От Пересыпи до Тамани сорок верст.

Обычно я появлялся у матери пораньше, несколько дней гулял с палочкой по тоскующему берегу, подбирал перья чаек, в кухоньке что-то писал, иногда переливал в бочку молодое вино (порою и после таманского гуляния задерживался в пересыпском дворе на недельку), наконец выходил за ворота на крик красавицы Майи, сгибался к сиденью в машине и ехал с громким весельем (под говорок этой «казачки с турецким профилем») мимо холмов в Сенной, вдоль Таманского залива... на «край земли».

Бронзовый Лермонтов напоминал о себе живом, все словно заново прислонялись к его жизни, к повести «Тамань» и в хате Царицыхи как-то по-детски разглядывали куриное окошечко, сундук, печку, все то уже отчасти придуманное музейщиками, что досталось нам через полтора века, задавали вопросы так, будто дежурная девушка скажет сейчас нечто новое, вчера только отгаданное, и выходили, доверчиво представляя, как в этом же дворе бывали и старуха, и слепой мальчик, и грустный Печорин. Далекий берег Керчи сиял четкой линией, и кому-то хотелось уплыть туда или навсегда остаться в Тамани, чтобы часто глядеть с идеальной тоской то на пристань, то в водяную даль.

Бронзовый Лермонтов напоминал о себе живом, но далеком, так зря, казалось, покинувшем на третий день скверный городишко Тамань, так скупо написавшем о нем.

После богатого банкета все торопились домой в разные концы, прихватывали с собой со столов бутылочки, бутерброды, жареную рыбку и всю дорогу передавали друг другу легкие стаканчики, завершали праздник. Но я всегда прощался с шумной компанией в Пересыпи у памятника летчицам, там, где табличка указывает поворот на Ахтанизовскую.
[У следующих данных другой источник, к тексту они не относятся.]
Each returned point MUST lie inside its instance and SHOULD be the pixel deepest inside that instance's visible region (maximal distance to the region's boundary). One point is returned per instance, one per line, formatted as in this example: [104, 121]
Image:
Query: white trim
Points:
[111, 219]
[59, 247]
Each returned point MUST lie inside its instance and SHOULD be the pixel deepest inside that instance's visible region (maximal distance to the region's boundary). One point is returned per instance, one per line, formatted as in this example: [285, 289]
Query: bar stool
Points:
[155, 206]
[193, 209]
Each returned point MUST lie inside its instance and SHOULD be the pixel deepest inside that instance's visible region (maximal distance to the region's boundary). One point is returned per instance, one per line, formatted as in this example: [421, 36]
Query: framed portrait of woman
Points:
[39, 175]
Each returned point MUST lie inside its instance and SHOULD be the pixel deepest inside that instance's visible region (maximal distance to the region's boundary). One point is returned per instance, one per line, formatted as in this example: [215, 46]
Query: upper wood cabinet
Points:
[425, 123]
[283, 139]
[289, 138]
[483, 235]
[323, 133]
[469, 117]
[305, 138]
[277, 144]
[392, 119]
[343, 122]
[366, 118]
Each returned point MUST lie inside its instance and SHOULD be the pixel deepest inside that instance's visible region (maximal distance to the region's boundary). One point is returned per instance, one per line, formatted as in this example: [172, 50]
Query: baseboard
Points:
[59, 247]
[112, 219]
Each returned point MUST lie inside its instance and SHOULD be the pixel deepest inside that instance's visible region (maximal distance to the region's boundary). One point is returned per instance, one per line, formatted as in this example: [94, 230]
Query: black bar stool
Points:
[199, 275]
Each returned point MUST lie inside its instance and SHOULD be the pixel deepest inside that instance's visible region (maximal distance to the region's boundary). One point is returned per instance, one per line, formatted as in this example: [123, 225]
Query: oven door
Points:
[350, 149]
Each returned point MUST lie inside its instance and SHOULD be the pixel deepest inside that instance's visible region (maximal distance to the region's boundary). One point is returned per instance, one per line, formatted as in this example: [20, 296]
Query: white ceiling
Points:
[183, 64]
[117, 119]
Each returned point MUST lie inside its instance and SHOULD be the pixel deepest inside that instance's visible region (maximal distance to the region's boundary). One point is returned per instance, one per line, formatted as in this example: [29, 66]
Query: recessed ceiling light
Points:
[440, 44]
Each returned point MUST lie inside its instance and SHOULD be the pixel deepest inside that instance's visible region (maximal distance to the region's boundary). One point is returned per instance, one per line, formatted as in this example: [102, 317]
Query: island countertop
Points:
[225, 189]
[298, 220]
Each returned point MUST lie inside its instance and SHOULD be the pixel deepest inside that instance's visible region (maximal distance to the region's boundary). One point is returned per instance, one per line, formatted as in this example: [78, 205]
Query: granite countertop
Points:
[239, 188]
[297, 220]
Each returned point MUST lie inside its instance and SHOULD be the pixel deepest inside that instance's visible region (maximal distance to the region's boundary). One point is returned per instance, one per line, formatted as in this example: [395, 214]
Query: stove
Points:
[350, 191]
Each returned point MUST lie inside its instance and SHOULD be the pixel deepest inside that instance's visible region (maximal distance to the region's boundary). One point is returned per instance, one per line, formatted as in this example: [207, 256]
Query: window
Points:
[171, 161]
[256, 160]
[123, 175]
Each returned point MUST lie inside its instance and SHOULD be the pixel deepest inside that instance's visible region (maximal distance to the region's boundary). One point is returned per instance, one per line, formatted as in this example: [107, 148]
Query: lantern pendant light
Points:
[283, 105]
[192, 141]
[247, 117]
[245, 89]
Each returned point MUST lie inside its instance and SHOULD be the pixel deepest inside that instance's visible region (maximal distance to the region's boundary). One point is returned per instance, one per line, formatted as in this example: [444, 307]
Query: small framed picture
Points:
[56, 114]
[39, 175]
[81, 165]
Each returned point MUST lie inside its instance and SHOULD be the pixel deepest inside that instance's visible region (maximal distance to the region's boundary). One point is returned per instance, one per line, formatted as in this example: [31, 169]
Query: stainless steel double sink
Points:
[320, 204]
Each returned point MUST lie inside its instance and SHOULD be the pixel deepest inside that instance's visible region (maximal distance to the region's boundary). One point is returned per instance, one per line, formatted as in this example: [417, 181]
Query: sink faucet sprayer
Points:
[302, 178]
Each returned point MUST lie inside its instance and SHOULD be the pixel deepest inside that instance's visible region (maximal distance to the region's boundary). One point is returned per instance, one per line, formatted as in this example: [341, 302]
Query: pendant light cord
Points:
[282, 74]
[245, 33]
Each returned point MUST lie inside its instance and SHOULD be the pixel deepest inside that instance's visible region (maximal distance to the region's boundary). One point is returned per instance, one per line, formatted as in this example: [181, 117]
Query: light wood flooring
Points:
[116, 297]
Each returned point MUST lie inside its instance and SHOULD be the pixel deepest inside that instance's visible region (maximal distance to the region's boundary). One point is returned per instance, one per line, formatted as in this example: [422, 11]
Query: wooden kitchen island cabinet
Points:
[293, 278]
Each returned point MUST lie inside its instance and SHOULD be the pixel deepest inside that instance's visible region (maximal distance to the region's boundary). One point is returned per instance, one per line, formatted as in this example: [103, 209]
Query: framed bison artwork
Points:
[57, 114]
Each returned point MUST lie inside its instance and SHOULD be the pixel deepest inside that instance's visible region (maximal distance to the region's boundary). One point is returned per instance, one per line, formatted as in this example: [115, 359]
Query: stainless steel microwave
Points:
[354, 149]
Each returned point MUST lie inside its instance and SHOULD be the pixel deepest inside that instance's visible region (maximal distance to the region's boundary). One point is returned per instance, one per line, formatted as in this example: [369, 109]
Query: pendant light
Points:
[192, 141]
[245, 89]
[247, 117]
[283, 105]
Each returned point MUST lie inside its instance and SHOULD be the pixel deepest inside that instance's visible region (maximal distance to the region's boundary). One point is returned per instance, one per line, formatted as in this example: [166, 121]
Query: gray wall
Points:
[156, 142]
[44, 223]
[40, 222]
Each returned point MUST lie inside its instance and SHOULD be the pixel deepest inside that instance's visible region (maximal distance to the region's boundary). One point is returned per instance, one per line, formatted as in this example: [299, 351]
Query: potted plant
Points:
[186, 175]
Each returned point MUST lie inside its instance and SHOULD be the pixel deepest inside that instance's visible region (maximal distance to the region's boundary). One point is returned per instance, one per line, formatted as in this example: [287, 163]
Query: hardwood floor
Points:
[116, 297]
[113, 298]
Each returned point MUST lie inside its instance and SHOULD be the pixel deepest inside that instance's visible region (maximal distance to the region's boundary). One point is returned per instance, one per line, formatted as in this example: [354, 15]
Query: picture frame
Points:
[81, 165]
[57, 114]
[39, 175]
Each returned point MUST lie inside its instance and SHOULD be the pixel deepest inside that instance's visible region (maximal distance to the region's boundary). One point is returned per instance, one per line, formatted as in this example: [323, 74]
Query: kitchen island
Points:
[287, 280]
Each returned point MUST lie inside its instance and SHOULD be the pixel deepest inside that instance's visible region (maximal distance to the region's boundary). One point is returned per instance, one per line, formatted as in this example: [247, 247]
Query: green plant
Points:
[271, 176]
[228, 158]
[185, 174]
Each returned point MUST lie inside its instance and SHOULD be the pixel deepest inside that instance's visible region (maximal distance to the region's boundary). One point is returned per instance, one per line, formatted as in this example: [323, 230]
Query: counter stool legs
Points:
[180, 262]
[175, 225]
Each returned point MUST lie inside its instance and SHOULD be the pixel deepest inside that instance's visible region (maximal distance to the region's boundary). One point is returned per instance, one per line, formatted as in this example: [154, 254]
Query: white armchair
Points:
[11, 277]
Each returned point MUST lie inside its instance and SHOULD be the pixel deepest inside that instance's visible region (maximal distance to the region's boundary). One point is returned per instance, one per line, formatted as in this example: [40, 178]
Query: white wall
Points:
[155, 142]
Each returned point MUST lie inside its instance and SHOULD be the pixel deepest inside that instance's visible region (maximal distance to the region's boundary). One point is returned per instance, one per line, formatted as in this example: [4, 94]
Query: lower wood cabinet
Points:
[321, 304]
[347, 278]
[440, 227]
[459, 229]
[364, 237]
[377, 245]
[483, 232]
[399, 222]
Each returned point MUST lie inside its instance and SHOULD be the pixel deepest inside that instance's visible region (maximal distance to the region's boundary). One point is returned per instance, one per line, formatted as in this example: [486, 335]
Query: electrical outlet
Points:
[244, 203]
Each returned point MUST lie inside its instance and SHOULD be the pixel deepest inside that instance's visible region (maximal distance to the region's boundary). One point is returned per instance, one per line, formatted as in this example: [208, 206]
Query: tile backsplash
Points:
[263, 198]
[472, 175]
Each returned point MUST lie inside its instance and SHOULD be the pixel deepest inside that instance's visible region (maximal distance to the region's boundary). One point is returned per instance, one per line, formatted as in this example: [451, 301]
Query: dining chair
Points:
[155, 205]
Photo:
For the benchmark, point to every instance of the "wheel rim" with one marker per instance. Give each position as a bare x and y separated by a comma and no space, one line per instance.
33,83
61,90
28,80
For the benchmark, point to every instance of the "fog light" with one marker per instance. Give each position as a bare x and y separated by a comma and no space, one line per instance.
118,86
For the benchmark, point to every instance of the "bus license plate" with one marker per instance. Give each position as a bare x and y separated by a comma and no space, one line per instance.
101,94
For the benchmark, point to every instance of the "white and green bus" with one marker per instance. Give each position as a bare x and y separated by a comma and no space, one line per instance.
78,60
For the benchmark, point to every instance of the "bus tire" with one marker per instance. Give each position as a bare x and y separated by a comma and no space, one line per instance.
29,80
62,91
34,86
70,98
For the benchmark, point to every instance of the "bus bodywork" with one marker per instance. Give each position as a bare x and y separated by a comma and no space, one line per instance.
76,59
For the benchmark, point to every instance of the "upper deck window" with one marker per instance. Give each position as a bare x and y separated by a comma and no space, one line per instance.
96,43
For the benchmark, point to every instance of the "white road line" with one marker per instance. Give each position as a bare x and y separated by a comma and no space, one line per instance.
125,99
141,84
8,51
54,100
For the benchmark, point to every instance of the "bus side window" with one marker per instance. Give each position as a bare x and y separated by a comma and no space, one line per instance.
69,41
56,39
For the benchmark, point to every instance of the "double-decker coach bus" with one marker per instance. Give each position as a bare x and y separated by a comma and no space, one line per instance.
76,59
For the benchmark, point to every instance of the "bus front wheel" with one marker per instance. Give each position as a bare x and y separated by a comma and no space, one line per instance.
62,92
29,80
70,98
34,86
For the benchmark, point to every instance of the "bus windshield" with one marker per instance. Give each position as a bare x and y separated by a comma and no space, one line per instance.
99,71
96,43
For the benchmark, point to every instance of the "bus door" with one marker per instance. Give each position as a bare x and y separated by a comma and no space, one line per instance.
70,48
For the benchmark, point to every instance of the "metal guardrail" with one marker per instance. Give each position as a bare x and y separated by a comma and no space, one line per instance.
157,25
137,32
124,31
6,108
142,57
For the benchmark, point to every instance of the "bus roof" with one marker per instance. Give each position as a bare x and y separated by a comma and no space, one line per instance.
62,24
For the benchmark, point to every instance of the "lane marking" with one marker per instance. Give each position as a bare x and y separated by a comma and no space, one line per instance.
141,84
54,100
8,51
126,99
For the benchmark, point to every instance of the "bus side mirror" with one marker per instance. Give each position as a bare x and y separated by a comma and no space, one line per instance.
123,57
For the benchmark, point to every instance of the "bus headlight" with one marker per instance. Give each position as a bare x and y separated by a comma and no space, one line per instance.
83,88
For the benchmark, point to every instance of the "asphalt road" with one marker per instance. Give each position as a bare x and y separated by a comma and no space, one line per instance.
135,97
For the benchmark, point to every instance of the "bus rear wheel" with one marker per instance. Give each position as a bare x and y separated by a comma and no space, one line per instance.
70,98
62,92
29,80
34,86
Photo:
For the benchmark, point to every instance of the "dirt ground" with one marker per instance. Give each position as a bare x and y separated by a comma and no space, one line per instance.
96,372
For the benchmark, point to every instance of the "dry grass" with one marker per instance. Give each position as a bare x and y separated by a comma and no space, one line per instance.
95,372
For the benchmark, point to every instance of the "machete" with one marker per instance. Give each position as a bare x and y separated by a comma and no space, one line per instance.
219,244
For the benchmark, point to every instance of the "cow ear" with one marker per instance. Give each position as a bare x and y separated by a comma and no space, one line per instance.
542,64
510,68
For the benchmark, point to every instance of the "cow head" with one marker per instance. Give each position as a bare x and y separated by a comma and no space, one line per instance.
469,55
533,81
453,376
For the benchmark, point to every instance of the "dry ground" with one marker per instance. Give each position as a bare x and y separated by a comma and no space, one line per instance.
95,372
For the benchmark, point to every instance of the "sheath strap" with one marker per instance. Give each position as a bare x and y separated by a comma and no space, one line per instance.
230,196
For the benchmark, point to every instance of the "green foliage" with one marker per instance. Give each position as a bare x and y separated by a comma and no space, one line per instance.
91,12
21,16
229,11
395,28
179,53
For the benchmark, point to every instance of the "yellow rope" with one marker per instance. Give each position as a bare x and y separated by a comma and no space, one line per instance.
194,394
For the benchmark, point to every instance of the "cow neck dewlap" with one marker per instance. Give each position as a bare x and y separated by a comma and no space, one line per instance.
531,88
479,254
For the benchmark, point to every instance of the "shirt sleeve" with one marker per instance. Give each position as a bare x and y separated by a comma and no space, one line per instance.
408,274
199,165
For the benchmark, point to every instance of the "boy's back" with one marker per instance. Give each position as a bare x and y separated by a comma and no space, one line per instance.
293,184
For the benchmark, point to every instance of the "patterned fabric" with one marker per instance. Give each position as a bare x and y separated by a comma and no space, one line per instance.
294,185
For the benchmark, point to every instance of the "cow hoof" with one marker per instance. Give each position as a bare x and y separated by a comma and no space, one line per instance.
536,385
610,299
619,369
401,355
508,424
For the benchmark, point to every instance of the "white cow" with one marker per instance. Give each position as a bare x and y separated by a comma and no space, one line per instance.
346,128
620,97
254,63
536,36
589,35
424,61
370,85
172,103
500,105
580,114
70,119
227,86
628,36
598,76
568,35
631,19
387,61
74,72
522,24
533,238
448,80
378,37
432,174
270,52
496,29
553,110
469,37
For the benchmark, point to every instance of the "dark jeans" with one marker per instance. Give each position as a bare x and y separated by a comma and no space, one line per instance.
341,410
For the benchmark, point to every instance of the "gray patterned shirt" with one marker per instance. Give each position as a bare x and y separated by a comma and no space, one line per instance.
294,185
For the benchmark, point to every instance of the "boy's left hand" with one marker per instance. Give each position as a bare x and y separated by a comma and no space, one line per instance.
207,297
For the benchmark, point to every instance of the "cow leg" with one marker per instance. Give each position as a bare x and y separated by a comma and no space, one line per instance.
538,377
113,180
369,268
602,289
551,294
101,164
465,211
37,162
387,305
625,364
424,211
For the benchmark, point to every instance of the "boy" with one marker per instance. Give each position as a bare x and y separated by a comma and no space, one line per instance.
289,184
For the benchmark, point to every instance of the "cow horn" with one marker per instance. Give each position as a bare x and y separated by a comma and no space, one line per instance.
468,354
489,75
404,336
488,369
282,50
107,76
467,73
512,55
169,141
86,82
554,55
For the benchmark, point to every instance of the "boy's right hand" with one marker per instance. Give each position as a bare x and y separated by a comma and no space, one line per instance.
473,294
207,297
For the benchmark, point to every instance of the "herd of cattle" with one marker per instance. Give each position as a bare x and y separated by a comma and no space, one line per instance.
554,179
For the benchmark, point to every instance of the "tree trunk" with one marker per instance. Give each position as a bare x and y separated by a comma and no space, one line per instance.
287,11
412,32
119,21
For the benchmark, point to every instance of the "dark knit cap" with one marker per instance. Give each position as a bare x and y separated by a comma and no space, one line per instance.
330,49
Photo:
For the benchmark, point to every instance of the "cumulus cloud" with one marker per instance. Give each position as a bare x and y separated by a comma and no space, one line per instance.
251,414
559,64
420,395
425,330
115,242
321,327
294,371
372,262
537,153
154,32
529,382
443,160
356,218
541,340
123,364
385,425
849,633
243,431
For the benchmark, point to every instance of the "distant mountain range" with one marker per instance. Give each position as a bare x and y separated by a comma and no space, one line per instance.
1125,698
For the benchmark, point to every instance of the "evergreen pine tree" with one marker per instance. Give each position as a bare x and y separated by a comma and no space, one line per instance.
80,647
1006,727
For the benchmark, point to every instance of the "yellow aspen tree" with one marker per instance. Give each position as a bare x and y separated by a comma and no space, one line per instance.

Не вернет мне сам Бог такой приятный миг. Не позволит мне с такой же тайной нежностью приближаться по переулку... Лермонтова к нашей хатке с тремя окошками, приступать к воротам и радоваться, что в хатке моя кроткая матушка. Задремала или у дальнего окошка перебирает облепиху, но там, в жилой хате. Сейчас, когда пишу, повторяю этот коротенький путь по переулку.

Отовсюду торопился я к ней. Отказывался от декадных литературных путешествий по стране, за границу меня не пускали как ненадежного советского человека, но попозже я улетел через океан в Америку.

После ее смерти в тетрадке с адресами нашел я несколько листочков — неоконченные ее письма к сестре: все те же неровные строчки без запятых и заглавных букв, знакомые мне с молодости, с того года особенно, когда обучалась она писать ко мне на юг. А это писала она в 90-м году, в апреле. «Дорогая сестричка, Витя поехал в Америку, обещал написать из Москвы и молчит, а я переживаю...» Так уж прямо не виноват, но все же душа кается, что я бросал ее, старенькую, в чужом углу одну. В огороде за сараем, там, где мы в конце марта ладили с нею парник, я порою мельком припоминаю, как мы возились целые дни, разговаривали о родне в Топках, долго ужинали и никуда не собирались, а через две недели я взмахнул в эту загадочную Америку на целый месяц. И пятнадцатого апреля, на святую Пасху, проснувшись на широкой постели в гостинице в Вашингтоне в пять утра, я в первое же мгновение подумал о Пересыпи. Как далеко она, какой кажется сиротливой и будто обиженной... Разница во времени девять часов, и матушка уже наработалась в огороде и обедает, гадает, где сейчас я и что со мной. В какой стороне Америка, над какою водою лететь и что там за Нью-Йорк и Вашингтон, она не представляла. В этом отношении жила она, как в древности. А я-то был другой. И так странно чувствовать двойное бытие свое: ты на улице Массачусетс, возле памятника Скотту, вдали виден силуэт Белого дома, а призрак вчерашней жизни у Азовского моря, какие-то силуэты русского бытия тоже с тобою.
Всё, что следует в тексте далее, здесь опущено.